The law blog at the Wall Street Journal points out that a complaint filed against YouTube this week copies greatly from one filed a few weeks back. They highlighted the relevant text in the two complaints for you. Here is the first and second complaint. Is it infringment or fair use? Good question, which also dovetails into an article I am currently writing on a similar issue (more later).
The only article on the matter Davida H. Isaacs, The Highest Form of Flattery? Application
of the Fair Use Defense against Copyright Claims for Unauthorized Appropriation of Litigation Documents, 71 Mo. L. Rev. 391 (2006), (pdf) applies a fair use analysis. Nimmer on Copyright § 2.18[E] suggests “There appear to be no valid grounds why legal forms such as contracts, insurance policies, pleadings and other legal documents should not be protected under the law of copyright.”

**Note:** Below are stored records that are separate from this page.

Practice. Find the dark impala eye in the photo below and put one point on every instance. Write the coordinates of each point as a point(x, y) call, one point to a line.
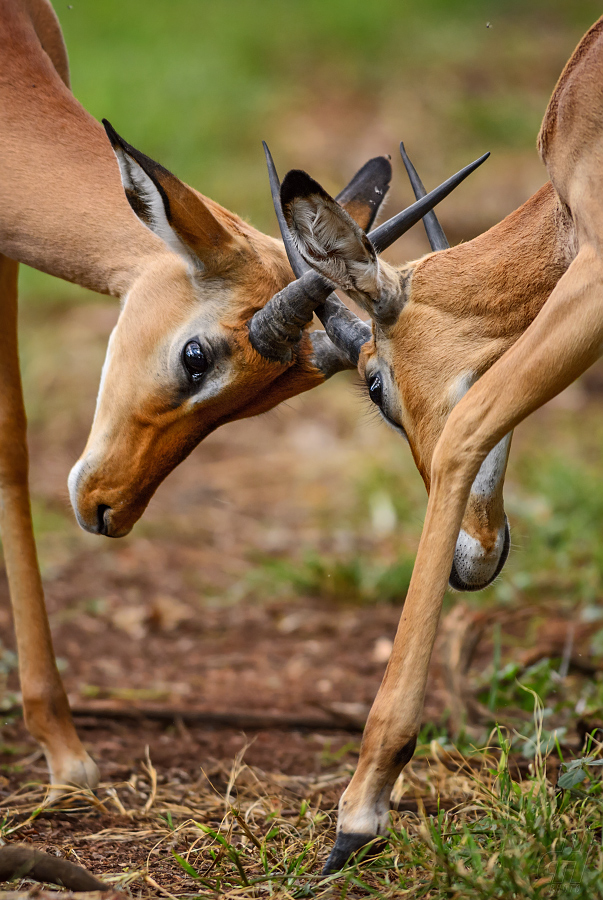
point(376, 389)
point(195, 360)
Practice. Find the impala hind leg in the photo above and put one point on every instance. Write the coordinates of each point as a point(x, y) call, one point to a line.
point(562, 342)
point(45, 704)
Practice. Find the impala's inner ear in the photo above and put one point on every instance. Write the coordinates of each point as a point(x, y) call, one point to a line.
point(169, 208)
point(325, 234)
point(363, 196)
point(330, 240)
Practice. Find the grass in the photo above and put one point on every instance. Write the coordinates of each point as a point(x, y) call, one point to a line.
point(197, 86)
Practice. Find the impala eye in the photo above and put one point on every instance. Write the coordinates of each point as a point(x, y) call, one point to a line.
point(376, 389)
point(194, 360)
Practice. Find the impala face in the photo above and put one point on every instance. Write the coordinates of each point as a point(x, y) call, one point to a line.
point(422, 359)
point(181, 359)
point(177, 366)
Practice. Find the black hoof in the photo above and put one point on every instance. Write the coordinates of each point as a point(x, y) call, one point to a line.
point(346, 845)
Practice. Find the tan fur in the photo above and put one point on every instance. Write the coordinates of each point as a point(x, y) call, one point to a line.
point(63, 210)
point(523, 304)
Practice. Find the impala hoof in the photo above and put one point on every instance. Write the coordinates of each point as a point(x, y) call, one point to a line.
point(75, 774)
point(346, 845)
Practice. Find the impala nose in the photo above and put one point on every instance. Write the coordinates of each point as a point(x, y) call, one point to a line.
point(103, 518)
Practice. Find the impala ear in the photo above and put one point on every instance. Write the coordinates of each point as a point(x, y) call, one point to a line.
point(330, 240)
point(169, 208)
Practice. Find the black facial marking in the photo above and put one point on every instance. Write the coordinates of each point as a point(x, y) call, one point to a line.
point(194, 360)
point(405, 753)
point(347, 844)
point(376, 389)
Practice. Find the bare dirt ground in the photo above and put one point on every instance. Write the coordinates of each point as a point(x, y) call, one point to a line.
point(190, 614)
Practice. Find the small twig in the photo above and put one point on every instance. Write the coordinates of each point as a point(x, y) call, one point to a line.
point(158, 887)
point(22, 861)
point(153, 776)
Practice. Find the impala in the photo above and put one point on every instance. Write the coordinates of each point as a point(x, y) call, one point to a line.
point(465, 343)
point(211, 330)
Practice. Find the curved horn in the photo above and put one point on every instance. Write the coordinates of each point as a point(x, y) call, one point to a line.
point(385, 235)
point(276, 328)
point(433, 229)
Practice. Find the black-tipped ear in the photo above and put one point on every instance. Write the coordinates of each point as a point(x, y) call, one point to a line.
point(297, 185)
point(363, 196)
point(137, 197)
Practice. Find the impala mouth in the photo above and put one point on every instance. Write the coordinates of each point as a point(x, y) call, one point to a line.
point(472, 568)
point(103, 517)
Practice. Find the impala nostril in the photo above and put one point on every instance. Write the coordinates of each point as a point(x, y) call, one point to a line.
point(102, 518)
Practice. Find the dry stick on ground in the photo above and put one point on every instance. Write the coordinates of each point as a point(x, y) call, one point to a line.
point(252, 721)
point(22, 861)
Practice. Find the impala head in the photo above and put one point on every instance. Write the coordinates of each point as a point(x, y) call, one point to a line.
point(419, 360)
point(189, 352)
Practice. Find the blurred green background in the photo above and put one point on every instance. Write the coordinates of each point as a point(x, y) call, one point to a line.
point(314, 503)
point(197, 84)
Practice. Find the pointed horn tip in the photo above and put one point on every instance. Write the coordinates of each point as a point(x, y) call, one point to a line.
point(110, 130)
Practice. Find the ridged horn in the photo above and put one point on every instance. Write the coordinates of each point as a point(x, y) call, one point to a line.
point(275, 329)
point(433, 229)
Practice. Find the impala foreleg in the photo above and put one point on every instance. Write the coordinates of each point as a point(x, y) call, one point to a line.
point(45, 704)
point(561, 343)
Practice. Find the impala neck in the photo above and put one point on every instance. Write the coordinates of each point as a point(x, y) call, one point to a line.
point(502, 278)
point(63, 208)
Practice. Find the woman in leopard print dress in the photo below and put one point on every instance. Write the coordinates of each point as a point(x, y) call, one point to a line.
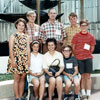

However, I throw my hat in with Prof. Thomas G. Field, Jr., who believes that law firms “[don't] have a protectable copyright in  complaints” because they do not meet the creativity required to gain copyright protection. Under the idea/expression dichotomy in copyright law, facts are not protectable. Citing law, no matter how arranged, is simply citing to fact, and there is no creativity involved (unless you are wrong in what you believe the law to be, I suppose, which might make your interpretation very creative). I don’t think that you have to get to a fair use analysis here, as there is no protection available.
Of course, firms like Milberg Weiss (they sued a company I was an officer of once, but so did most state’s attorney generals) have been slapping a copyright warning on their complaints since 2001. If they sue you for copying wholesale from one of their class action complaints, give me a call to defend you; I would like an opportunity to make the argument in front of the Supreme Court.